High-Energy Pelvic Ring Injury: A Comprehensive Case Study of APC III with Vertical Shear

Key Takeaway
An APC III pelvic ring injury is an unstable, high-energy trauma with complete pubic symphysis and posterior sacroiliac complex disruption, often with vertical shear. Diagnosis involves clinical assessment for instability, initial AP, Inlet, Outlet radiographs, and CT scans to define specific fracture patterns like sacral involvement and displacement, especially in hemodynamically unstable cases.
A 38-year-old male is brought to your trauma unit following a high-energy MVC. He is hypotensive and tachycardic. On the primary survey, you suspect an unstable pelvic ring injury. Based on the radiographic imaging provided, describe your findings and the immediate priorities for management.

Candidate: The X-ray shows a symphyseal diastasis and right sacroiliac joint disruption with cephalad migration. I would classify this as a Young-Burgess APC III injury with a vertical shear component. My priorities are to stabilize the pelvis with a binder, resuscitate the patient according to ATLS protocols, and obtain urgent CT imaging to assess for arterial bleeding and associated visceral injuries.
Candidates often fail to explicitly mention the "Damage Control" mindset. A poor answer focuses solely on the fracture pattern without discussing the patient's physiological status (hemodynamics). Missing the "open pelvic fracture" implications or failing to mention that you must STOP mechanical testing once the injury is recognized is a major error in an FRCS-level exam.
A high-scoring answer follows a structured approach: 1. Assessment: "This is a hemodynamically unstable patient with a combined mechanism injury (APC III + Vertical Shear)." 2. Immediate Action: Confirm correct application of the pelvic binder (over the greater trochanters, not the iliac crests). 3. Physiology: Acknowledge that the pelvic binder is a temporary resuscitative tool to reduce pelvic volume. 4. Urgency: Highlight the need for a multidisciplinary approach (Interventional Radiology for embolization vs. surgical packing) and immediately mandate a rectal/urethral assessment to rule out an open pelvic fracture, which is an orthopaedic emergency.
You mentioned the possibility of an open pelvic fracture. What are the clinical indicators for this, and why does this change your surgical management plan so dramatically?
Candidate: Indicators include blood at the urethral meatus, a high-riding prostate, or blood on rectal examination. It changes management because these patients require fecal diversion (colostomy) and aggressive surgical debridement of the pelvic space to prevent catastrophic pelvic sepsis, which has a very high mortality rate.
Forgetting that "open" doesn't just mean a skin wound—it means communication between the pelvic fracture site and the outside environment (rectum, vagina, or perineum). Candidates often fail to mention the need for general surgery input or that antibiotics and tetanus prophylaxis must be prioritized.
The candidate must define the "open" pelvic fracture as a communication between the pelvic space and a contaminated body cavity. Key management steps: 1. Multidisciplinary: General Surgery for colostomy; Urology for urethral injury management. 2. Orthopaedic: Early debridement is mandatory. 3. Prognosis: Acknowledge that this carries a significantly higher risk of osteomyelitis and systemic sepsis, moving the case from a standard trauma to an urgent, potentially life-saving surgical intervention.
Regarding definitive fixation of the posterior pelvic ring in this patient, given the vertical shear component and the comminution, what is your preferred construct and why?
Candidate: I would use trans-iliac trans-sacral (TITS) screw fixation. The fully threaded screws engage the dense bone of the contralateral ilium, which provides superior biomechanical stability against vertical shear forces compared to unilateral iliosacral screws.
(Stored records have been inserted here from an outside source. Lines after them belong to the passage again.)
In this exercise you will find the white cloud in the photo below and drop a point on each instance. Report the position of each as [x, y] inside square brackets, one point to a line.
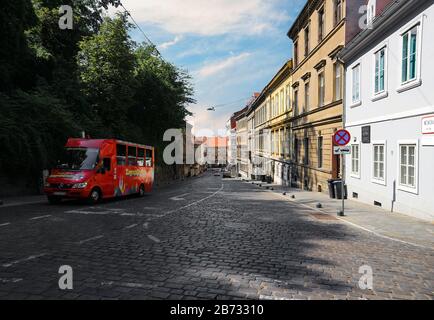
[171, 43]
[210, 17]
[219, 66]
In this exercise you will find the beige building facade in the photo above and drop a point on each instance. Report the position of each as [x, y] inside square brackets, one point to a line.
[317, 88]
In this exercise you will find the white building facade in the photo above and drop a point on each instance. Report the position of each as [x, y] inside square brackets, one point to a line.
[389, 109]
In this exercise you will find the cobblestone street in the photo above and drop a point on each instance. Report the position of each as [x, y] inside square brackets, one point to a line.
[204, 238]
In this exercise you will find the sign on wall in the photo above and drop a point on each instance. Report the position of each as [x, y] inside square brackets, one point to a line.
[366, 134]
[341, 150]
[342, 137]
[428, 125]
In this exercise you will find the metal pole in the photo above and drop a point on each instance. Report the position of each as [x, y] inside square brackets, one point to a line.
[343, 184]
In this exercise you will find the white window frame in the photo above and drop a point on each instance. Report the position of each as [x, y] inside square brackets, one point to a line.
[353, 173]
[373, 178]
[383, 93]
[295, 102]
[321, 88]
[416, 82]
[355, 103]
[407, 188]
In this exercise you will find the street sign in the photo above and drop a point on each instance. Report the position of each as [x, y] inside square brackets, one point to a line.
[342, 137]
[341, 150]
[366, 134]
[428, 125]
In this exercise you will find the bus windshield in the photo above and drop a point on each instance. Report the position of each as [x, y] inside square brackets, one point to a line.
[79, 159]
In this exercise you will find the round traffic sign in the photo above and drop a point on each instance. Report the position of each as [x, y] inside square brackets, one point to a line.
[342, 137]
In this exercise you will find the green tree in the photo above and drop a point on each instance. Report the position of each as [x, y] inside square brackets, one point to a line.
[106, 64]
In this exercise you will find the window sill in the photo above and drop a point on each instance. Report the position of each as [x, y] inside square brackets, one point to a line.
[408, 189]
[380, 182]
[409, 85]
[356, 104]
[380, 95]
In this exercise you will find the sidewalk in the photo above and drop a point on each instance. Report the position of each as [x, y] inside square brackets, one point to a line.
[396, 226]
[19, 201]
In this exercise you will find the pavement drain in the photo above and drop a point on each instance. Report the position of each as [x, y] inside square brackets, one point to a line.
[237, 225]
[322, 216]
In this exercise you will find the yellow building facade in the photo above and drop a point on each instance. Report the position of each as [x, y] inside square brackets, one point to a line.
[272, 116]
[318, 35]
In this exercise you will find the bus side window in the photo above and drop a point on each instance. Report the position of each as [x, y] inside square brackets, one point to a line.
[148, 158]
[141, 157]
[132, 156]
[121, 154]
[107, 164]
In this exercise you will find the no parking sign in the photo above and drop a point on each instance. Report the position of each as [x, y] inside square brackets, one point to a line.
[342, 137]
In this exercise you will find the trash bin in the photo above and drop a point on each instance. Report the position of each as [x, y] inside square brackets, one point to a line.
[338, 189]
[332, 192]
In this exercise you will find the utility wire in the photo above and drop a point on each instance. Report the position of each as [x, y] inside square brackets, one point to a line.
[140, 29]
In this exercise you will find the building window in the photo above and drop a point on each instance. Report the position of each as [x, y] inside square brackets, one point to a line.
[408, 166]
[296, 53]
[321, 89]
[288, 98]
[306, 151]
[355, 160]
[379, 74]
[295, 102]
[296, 150]
[320, 24]
[409, 55]
[337, 81]
[337, 11]
[356, 84]
[306, 96]
[320, 152]
[379, 155]
[306, 41]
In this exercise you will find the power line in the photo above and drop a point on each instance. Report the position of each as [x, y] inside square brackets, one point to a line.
[140, 29]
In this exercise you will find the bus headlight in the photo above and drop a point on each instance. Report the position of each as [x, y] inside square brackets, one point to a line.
[79, 185]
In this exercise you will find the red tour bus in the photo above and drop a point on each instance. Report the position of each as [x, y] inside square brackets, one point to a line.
[97, 169]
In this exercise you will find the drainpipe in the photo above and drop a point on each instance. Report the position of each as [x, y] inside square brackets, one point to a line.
[344, 96]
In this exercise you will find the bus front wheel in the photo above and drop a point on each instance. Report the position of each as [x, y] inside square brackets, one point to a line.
[94, 196]
[54, 200]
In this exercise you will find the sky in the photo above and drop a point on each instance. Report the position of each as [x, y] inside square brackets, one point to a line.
[231, 48]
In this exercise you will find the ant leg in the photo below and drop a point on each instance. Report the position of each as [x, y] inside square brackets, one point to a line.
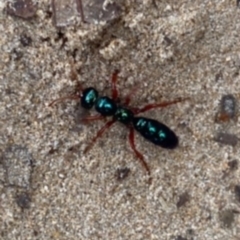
[114, 88]
[75, 96]
[80, 9]
[92, 118]
[99, 134]
[157, 105]
[137, 153]
[72, 97]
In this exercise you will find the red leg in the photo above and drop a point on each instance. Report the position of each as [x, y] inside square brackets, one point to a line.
[137, 153]
[99, 134]
[156, 105]
[92, 118]
[80, 9]
[114, 88]
[75, 96]
[72, 97]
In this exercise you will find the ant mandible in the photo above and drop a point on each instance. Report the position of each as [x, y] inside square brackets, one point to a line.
[152, 130]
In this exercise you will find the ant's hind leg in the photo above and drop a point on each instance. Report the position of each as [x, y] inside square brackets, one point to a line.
[137, 153]
[99, 134]
[114, 87]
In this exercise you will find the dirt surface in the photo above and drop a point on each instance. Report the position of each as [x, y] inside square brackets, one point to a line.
[50, 189]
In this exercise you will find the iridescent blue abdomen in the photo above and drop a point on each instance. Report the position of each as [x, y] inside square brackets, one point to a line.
[155, 132]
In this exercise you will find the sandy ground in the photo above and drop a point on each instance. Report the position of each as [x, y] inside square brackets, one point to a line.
[49, 189]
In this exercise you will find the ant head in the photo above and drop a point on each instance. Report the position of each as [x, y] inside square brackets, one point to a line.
[88, 97]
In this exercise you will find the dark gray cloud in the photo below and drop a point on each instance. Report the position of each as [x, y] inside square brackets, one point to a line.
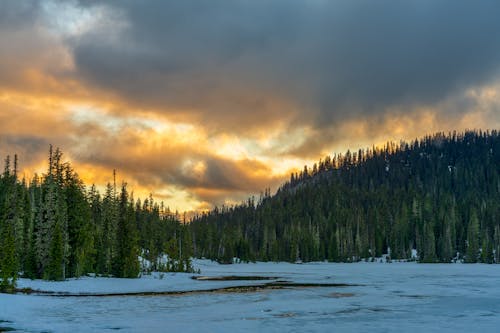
[333, 59]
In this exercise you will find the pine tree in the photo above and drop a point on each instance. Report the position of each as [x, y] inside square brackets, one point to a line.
[472, 239]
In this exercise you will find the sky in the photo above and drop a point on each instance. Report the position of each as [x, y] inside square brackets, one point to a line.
[206, 102]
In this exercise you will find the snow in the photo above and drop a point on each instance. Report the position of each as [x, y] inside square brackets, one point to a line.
[388, 297]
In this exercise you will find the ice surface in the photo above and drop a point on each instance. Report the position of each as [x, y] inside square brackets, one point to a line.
[395, 297]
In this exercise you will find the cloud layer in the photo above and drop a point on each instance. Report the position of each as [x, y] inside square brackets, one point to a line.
[204, 102]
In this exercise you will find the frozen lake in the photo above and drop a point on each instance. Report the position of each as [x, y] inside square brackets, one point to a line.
[392, 297]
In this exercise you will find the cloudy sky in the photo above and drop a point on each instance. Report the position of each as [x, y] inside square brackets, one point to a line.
[209, 101]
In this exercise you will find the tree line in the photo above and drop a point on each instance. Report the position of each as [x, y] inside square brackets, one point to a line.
[438, 196]
[53, 227]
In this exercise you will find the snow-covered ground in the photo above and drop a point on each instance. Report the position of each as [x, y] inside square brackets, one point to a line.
[395, 297]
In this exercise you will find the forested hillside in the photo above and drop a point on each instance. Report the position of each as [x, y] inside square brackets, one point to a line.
[439, 195]
[53, 227]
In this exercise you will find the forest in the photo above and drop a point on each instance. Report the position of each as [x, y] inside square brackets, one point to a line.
[438, 196]
[54, 228]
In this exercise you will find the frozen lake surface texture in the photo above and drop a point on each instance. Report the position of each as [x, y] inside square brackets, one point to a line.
[380, 297]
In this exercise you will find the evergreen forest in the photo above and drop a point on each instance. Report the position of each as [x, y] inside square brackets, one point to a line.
[435, 199]
[54, 228]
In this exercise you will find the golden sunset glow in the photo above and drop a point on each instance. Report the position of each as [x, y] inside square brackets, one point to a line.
[201, 117]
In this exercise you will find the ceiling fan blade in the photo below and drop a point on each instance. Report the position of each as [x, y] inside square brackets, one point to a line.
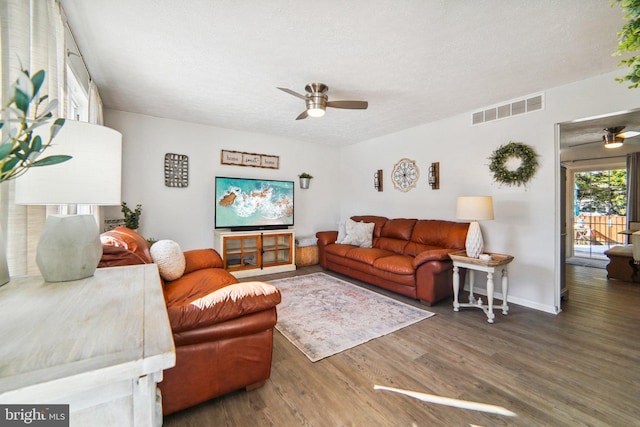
[628, 134]
[353, 105]
[584, 143]
[291, 92]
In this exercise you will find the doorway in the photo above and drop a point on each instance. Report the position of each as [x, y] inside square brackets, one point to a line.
[599, 211]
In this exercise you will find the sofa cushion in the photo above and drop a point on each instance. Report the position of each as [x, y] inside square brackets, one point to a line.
[393, 245]
[367, 255]
[359, 233]
[198, 259]
[400, 228]
[196, 285]
[398, 264]
[169, 258]
[228, 302]
[441, 234]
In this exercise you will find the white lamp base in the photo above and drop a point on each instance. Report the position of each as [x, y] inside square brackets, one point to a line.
[69, 248]
[474, 243]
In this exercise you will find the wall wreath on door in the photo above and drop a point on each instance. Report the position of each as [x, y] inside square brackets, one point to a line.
[519, 176]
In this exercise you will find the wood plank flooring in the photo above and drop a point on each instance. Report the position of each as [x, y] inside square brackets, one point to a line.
[579, 368]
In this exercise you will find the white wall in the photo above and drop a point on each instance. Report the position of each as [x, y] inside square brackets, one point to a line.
[186, 214]
[526, 218]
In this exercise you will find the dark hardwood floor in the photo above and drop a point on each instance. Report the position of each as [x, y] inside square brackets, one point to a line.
[578, 368]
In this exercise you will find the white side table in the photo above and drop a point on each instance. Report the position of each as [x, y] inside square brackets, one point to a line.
[498, 262]
[98, 344]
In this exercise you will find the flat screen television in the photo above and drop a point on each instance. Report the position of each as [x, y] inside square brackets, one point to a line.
[253, 204]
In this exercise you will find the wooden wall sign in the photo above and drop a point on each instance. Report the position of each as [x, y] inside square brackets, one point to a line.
[238, 158]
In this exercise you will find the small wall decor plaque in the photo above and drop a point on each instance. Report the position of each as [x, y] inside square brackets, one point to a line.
[239, 158]
[176, 170]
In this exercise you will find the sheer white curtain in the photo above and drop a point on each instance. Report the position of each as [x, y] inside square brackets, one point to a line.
[31, 37]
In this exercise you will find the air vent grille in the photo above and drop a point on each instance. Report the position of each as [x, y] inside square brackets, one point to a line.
[514, 108]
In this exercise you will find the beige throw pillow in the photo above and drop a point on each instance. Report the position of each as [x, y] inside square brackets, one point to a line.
[359, 233]
[169, 258]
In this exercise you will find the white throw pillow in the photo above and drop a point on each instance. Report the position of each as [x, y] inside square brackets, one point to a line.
[342, 232]
[359, 233]
[169, 258]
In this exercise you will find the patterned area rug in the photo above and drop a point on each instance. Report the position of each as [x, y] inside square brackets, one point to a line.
[322, 315]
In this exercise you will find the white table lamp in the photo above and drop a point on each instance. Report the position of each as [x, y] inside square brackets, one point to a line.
[474, 209]
[69, 247]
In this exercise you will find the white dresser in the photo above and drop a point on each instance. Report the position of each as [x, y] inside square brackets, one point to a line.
[99, 344]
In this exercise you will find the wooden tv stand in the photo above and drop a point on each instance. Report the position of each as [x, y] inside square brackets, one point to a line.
[253, 253]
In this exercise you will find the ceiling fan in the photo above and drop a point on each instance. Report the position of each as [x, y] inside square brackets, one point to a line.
[613, 137]
[317, 101]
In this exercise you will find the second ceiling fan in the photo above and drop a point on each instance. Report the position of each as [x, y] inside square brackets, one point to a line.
[317, 101]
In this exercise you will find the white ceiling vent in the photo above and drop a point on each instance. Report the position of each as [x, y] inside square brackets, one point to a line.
[514, 108]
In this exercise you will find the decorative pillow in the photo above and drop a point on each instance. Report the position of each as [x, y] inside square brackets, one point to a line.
[342, 232]
[170, 259]
[359, 233]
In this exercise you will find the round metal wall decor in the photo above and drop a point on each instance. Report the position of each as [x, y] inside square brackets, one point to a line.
[405, 174]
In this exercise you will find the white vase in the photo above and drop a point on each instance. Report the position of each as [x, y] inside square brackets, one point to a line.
[69, 248]
[474, 243]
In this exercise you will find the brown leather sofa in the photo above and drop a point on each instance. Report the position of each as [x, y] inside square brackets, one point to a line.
[222, 329]
[409, 256]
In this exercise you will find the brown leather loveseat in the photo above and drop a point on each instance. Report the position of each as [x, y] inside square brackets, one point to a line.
[408, 256]
[222, 329]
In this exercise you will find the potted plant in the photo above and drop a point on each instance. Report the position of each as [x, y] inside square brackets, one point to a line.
[131, 217]
[20, 146]
[304, 180]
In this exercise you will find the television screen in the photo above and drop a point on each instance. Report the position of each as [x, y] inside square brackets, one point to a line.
[253, 204]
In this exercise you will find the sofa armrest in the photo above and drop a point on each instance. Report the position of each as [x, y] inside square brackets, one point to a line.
[326, 237]
[432, 255]
[198, 259]
[229, 302]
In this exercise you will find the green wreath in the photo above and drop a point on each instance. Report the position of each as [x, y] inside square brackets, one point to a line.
[526, 170]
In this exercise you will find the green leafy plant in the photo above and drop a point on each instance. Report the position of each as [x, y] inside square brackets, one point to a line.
[629, 41]
[20, 147]
[131, 217]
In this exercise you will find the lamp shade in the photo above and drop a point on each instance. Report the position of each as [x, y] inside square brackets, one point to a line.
[91, 177]
[69, 246]
[474, 208]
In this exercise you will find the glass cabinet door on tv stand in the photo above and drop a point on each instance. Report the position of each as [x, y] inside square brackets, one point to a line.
[251, 253]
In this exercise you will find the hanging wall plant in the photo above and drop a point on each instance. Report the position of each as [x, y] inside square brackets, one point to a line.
[528, 164]
[629, 41]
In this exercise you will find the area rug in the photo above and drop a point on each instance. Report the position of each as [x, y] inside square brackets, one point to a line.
[322, 315]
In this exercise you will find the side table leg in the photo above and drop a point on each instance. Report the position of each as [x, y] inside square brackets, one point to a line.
[505, 291]
[490, 315]
[456, 288]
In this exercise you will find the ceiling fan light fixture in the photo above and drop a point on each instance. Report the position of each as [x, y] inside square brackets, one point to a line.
[315, 112]
[611, 140]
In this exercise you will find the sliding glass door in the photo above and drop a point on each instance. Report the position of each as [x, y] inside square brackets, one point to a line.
[600, 208]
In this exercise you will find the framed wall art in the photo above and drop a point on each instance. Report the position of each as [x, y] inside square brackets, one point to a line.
[176, 170]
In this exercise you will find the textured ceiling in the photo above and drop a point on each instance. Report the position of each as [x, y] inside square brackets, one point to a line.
[416, 61]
Suggesting a single iliosacral screw. The examiner is looking for the recognition that standard unilateral screws are insufficient for vertical shear. Failing to mention the specific advantage of the fully threaded screw and the contralateral purchase is a technical oversight.
Structure your answer around the biomechanical necessity: 1. Anatomy: Mention the vertical instability and the potential for late displacement. 2. Construct: Advocate for TITS (Trans-iliac Trans-sacral) screws. 3. Rationale: Explain that these screws act as "internal splints," creating a tension band effect that resists vertical shear, noting that fully threaded screws are critical here to provide stable purchase in the dense bone of both ilia.